Guest Post: Seneca Village Memory: The Problem of Forgetting

Today’s guest post comes from Alexander Manevitz (@historicities), a Ph.D. candidate in History at New York University.

Detail from Egbert Viele’s 1856 topographical survey of the area to become Central Park, which shows some of the buildings and gardens of Seneca Village just before its destruction. When I started my doctoral program, “memory studies” struck me as more of a trend than a field. Something everyone talked about doing but couldn’t really define. After all, isn’t all history sort of a study of memories and how they’re made and used? Well, as with all things trendy, I was late to the party.[1] My first year of graduate school, I read Michele-Rolph Trouillot’s Silencing the Past and David Blight’s Race and Reunion within a few weeks of one another, and I realized how wrong I’d been, and my interest has only grown from there.[2] I have since turned to questions of memory and amnesia in my own scholarship.

My work focuses on Seneca Village, a once-vibrant community in upper Manhattan where community activism and urban development collided when the city evicted the residents to clear land for Central Park in 1857. Despite its significant role in the development of African-American social activism in the early republic and its place in relation to one of the young nation’s largest urban development projects, Seneca Village has been almost entirely forgotten in popular and scholarly memory.[3]

A lot of that forgetting has to do with a dearth of readily available source materials, a problem I’ve faced continuously throughout my research.
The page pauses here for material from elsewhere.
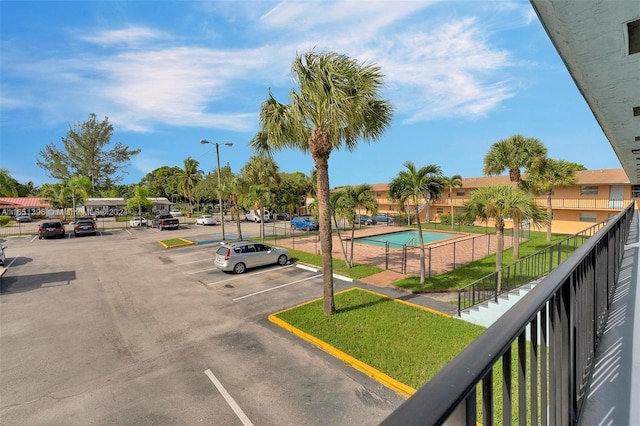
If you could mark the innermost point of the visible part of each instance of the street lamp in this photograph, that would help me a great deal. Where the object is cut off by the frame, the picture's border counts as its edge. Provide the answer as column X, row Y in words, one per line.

Even when puzzle pieces appear here or there, it is often unclear how they fit together. As I dug deeper into the seemingly vanished community, however, frustration turned into new questions and new opportunities. The frustrated grumbles of “why can’t I find anything?” that floated down quiet hallways in the New York County Clerk’s office—sorry if I disturbed your peaceful research environment circa 2012—turned into genuine questions about source creation, archival preservation, and the formation of historical narratives. The way these processes shaped our memory, or rather amnesia, of Seneca Village, and what the forgotten community can teach us about how we think of New York’s urban development have become central components of my work.[4]

These questions are important to understanding the role Seneca Village played in its time and in our historical imaginations, but they also lead to deeper questions that can shed light on the way we grapple with the present in our history writing as well as the history of our present. How has the history of New York City, Central Park, and Seneca Village been marshaled, by whom, and to what end? Furthermore, how was it shaping the way scholars and the general public related to our history and our present?

These new lines of inquiry, especially those that concern how we tell stories about the past, have pushed me out of my comfort zone. We’ve all said things like “I don’t do anything after [insert major event here],” and despite the breadth of our reading for teaching and our comprehensive exams, we’re still only kind of joking.[5] Wrestling with questions about how we remember and represent the past contains the seeds of that discomfort by forcing us to keep two eras in our head at once and creating a sort of periodic dissonance.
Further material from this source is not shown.